Democratic leaders and outside advisers continued to attack Mr. Bush and his party over the tax cuts that they said were to blame for the deficits and the economic slump. But a DNC official said yesterday that, as much as Democrats opposed the tax cuts, party leaders had put the issue behind them and would not call for repeal.
"I don't think you'll see an orchestrated effort to repeal the tax cuts because Bush has taken the issue off the table, so we don't consider it an issue. We don't see a lot of utility in raising it," said DNC spokeswoman Jennifer Palmieri.
Nevertheless, many top Democratic advisers are still trying to turn the administration's $1.35 trillion tax-cut package into an election year issue, arguing that the lower tax rates will hurt the government's future fiscal health and should be curtailed.

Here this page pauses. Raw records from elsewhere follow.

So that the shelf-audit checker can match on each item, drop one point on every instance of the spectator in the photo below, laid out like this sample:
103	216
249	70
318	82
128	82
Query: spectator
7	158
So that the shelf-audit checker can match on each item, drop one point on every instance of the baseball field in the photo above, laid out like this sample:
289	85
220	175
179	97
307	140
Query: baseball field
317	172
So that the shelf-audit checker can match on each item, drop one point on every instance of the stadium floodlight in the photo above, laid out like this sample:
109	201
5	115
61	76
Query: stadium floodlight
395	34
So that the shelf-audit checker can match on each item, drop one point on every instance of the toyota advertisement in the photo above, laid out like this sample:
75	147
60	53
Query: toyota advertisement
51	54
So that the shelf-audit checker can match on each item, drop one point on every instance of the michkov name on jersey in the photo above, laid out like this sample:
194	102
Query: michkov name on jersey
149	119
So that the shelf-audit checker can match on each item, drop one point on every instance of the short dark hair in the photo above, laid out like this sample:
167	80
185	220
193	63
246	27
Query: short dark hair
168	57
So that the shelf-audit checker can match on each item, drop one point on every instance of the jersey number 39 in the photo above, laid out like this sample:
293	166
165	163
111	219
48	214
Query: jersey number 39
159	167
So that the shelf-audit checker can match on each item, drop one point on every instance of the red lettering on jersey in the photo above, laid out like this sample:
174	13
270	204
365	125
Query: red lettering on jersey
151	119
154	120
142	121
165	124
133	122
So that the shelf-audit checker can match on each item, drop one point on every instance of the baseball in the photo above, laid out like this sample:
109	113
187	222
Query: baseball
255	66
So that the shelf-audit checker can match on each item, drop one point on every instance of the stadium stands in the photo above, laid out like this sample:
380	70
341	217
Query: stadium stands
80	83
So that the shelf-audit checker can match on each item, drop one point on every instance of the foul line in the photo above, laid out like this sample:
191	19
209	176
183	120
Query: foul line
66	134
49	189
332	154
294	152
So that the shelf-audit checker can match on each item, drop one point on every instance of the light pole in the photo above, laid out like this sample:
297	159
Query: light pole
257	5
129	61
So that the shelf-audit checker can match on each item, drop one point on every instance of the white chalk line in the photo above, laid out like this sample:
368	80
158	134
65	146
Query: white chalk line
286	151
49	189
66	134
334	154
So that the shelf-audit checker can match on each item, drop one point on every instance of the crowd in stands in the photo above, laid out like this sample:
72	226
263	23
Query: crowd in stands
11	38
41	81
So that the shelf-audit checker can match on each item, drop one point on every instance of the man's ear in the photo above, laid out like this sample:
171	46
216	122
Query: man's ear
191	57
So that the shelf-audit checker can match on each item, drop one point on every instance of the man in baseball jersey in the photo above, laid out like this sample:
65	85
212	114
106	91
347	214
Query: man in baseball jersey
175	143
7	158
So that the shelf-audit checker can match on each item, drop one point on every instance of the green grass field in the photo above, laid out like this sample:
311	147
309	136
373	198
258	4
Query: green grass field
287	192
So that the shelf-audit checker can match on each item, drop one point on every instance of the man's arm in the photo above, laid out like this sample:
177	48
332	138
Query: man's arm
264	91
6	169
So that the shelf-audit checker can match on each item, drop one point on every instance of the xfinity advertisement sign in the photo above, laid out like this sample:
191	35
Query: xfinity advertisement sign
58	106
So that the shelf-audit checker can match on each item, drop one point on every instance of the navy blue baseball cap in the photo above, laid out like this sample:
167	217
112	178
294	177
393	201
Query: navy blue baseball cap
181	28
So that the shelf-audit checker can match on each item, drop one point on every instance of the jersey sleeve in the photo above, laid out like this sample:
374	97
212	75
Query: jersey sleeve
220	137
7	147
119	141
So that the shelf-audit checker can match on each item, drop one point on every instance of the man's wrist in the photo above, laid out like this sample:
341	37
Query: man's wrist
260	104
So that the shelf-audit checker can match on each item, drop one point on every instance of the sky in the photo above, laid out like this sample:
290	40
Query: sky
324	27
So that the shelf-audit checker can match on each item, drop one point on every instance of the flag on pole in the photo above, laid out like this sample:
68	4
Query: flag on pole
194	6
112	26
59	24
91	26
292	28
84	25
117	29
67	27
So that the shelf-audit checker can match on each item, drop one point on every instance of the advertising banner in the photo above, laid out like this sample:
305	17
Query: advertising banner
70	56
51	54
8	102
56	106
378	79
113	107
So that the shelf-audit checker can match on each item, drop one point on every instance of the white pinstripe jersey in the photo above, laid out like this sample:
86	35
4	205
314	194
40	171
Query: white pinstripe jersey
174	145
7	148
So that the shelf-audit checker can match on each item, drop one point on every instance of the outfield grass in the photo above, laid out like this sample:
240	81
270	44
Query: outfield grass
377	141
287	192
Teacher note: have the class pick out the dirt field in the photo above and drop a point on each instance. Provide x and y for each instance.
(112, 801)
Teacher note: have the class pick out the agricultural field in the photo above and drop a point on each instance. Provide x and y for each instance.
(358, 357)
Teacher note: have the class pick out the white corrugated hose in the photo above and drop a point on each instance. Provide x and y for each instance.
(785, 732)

At an economic forum held this week by the Democratic Leadership Council, which counts many Democratic lawmakers among its members, former White House economic adviser Gene Sperling said that Democratic leaders should call for a freeze on any further tax cuts for the top 2 percent to 3 percent of taxpayers.
"Now is the time to have that debate," said Mr. Sperling, who was President Clinton's economic adviser and has been advising Senate Majority Leader Tom Daschle and other Democratic leaders on economic policy.
DLC Chairman Al From supported Mr. Sperling's call for resuming the tax-cut debate "to lay the groundwork for this fall." Mr. From charged that the economy was not as strong as it was in the late 1990s under Mr. Clinton "because the Bush administration has diminished the amount of fiscal discipline and is turning surpluses back to deficits."
"What Sperling is proposing is a tax on America's small-businessmen and entrepreneurs," White House economic adviser Lawrence Lindsey said yesterday. "Most of the [top tax rate] returns he is talking about report small business income directly on their personal taxes.
"I don't think that would be a constructive thing to do for the economy. Economic theory says that permanent tax cuts are what people respond to. So telling America's smallbusinessmen and women that you are going to legislate a tax increase in effect over what they expected would harm the economy," Mr. Lindsey said.
Anticipating that Democrats would be criticizing the tax cuts again, House Ways and Means Chairman Bill Thomas, California Republican, sent a two-page memo to all House Republicans last week saying that the economic recovery was "largely due to the major tax cut signed into law in June 2001."
Meanwhile, Republicans are planning a number of legislative actions and events over the next two weeks to further define themselves as the party of lower taxes and the Democrats as the party of higher taxes.
House Majority Leader Dick Armey, Texas Republican, has scheduled votes on two major bills, one that will make the Bush tax cuts permanent after this decade and another, "The Taxpayer Protection And Accountability Act," aimed at eliminating penalties for minor, unintended infractions of the tax code.
On April 15, Mr. Armey will hold a "town meeting" in the Cannon House Office building, where he and other lawmakers will meet with taxpayers from around the country to promote the tax rate cuts, IRA expansion, child tax credit and other provisions in last year's law.
The DNC, meanwhile, says it is planning to hold several dozen rallies at post offices around the country to demonstrate for "equal pay for equal taxes" for women, Ms. Palmieri said in a tongue-in-cheek remark.
"The goal is to reach out to working women who have a lot of demands on them and who do not vote as much," she said.